Digital processors provide almost unlimited possibilities for customizing the audio system. Configuration, as a rule, is carried out from a computer through special software.

Unlike home systems, in cars, the low-pass frequency in the subwoofer channel usually lies in the range of 50-100 Hz. As for the slope of the filter, it is generally accepted that the higher it is, the better, but I would argue with this statement. Customization is a creative and purely individual matter, template approach does not always bring the desired result.

It is important to understand that it is necessary to match the subwoofer with speaker systems not only in terms of their frequency response, but also in phase. Many specialized subwoofer amplifiers have so-called "phase shifters" for this. It's easier if you have a system with a digital processor, where you can operate with delays, as a rule, by virtually pushing the front channels away with them.

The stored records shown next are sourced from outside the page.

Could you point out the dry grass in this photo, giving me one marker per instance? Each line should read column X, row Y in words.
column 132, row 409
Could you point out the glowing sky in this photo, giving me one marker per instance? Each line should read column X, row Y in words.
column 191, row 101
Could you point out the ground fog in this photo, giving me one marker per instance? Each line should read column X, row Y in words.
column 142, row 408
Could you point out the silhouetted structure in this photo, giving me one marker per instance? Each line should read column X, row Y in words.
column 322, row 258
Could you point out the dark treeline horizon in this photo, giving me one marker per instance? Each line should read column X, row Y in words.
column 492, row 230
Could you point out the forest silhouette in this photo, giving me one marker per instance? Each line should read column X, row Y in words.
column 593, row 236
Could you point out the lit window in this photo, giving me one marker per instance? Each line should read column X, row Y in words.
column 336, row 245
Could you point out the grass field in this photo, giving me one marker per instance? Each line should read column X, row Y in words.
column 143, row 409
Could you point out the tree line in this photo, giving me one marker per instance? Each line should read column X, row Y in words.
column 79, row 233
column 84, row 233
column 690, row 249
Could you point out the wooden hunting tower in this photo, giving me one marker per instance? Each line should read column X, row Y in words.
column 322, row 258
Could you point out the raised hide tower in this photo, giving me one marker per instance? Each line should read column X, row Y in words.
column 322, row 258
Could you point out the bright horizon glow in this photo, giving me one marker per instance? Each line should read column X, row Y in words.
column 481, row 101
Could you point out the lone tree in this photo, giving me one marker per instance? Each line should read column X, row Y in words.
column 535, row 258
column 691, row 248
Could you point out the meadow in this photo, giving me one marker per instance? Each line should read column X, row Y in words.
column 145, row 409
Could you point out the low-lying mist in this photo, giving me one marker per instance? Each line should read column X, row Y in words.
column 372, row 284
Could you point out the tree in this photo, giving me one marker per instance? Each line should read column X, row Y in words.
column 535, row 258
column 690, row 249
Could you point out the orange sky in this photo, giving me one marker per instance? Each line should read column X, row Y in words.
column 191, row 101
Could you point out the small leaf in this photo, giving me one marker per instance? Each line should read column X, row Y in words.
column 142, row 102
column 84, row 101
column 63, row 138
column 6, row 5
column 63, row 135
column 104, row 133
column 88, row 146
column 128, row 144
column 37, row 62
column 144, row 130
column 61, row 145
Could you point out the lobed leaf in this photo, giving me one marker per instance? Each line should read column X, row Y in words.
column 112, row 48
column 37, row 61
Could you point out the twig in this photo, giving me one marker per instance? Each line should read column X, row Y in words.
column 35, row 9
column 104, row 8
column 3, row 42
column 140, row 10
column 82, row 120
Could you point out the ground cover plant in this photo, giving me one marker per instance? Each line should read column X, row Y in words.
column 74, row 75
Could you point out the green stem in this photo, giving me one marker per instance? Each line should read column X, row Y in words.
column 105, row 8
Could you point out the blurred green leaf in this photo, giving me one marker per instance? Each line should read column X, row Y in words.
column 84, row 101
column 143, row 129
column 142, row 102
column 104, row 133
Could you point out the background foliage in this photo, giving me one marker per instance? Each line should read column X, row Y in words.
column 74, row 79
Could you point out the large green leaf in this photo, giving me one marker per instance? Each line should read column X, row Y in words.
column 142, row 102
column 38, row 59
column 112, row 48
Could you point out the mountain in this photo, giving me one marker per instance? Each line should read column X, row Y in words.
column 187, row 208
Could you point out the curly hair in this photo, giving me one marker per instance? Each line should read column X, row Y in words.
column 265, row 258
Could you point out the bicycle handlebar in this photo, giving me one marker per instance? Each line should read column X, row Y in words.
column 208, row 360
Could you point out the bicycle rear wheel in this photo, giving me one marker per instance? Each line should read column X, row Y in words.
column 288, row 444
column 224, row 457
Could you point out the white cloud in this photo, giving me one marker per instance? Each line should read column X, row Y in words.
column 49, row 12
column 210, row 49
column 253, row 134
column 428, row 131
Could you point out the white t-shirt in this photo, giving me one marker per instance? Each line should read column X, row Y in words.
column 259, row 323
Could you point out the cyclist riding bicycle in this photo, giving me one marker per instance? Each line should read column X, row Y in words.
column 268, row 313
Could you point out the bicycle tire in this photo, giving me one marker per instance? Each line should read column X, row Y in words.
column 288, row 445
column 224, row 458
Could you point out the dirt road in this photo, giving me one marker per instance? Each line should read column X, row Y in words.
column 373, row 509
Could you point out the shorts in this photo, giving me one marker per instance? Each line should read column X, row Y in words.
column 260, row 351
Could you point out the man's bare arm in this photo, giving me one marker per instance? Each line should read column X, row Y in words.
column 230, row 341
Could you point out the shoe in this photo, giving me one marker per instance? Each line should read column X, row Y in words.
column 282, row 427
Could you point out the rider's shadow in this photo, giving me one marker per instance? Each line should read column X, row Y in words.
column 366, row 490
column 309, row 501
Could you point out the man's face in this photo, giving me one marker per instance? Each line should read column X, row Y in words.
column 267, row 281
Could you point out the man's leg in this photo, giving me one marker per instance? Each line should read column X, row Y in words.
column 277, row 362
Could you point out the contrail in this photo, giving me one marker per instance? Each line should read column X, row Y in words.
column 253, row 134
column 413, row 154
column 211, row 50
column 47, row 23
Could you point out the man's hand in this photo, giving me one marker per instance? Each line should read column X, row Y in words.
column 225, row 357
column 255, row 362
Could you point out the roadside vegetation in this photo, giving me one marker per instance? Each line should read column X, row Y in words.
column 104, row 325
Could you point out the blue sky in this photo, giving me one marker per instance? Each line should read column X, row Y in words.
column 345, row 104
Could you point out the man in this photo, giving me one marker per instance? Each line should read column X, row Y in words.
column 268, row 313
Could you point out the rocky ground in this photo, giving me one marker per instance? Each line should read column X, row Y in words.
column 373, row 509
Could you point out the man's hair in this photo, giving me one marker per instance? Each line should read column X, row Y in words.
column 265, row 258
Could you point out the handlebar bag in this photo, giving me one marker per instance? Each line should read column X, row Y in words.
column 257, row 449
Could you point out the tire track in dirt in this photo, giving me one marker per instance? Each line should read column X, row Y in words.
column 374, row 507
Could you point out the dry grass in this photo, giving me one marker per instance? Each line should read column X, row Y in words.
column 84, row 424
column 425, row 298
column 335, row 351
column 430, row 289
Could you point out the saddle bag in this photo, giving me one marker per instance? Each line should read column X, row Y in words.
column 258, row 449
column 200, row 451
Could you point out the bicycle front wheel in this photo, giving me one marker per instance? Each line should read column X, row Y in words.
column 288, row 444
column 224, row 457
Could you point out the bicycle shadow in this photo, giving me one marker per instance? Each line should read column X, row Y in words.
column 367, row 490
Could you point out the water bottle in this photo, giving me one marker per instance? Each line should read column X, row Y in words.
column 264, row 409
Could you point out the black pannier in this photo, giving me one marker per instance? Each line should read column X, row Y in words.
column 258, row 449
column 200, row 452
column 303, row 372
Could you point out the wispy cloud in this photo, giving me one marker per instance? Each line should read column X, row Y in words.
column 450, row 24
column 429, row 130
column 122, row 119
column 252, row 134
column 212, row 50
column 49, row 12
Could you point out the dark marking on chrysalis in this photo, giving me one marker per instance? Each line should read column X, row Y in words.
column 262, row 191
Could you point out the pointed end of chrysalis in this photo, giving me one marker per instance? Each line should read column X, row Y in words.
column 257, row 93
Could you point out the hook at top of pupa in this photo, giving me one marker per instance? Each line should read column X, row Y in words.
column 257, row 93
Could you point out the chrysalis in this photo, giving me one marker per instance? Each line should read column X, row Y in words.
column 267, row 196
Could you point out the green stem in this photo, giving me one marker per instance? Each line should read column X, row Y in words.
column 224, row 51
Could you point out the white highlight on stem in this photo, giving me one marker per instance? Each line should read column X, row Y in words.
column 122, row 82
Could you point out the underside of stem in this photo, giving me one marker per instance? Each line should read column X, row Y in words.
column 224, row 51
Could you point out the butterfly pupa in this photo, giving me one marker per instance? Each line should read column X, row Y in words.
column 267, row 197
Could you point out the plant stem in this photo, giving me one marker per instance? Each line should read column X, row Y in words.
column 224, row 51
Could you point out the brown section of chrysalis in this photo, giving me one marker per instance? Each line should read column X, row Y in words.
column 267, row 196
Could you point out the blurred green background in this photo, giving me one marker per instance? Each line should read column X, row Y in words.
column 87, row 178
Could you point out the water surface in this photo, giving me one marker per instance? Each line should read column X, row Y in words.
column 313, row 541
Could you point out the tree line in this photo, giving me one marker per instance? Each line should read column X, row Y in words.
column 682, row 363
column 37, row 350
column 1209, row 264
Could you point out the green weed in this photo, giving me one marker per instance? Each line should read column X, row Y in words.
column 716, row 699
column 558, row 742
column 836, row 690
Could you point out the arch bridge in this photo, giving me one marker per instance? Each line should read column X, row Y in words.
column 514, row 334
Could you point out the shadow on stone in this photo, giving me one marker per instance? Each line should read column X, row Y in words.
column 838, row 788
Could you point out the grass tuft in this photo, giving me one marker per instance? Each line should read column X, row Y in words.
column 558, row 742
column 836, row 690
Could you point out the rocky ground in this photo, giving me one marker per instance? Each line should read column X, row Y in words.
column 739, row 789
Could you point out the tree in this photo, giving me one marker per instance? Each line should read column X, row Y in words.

If you have already tried everything, but the subwoofer still sounds separate from everything else and is localized in the back, just flip the "+" and "-" on the speaker. In other words, reverse the phase and try the setting again.

Finishing this material, I would like to note the following. When making any decision - whether it's a simple upgrade of a stock system or building a complex custom system on top components, always keep in mind what exactly you want to achieve. Car audio is a means to increase the comfort of your personal space, specifically your car. The sound should be accurate, precise and, most importantly, enjoyable.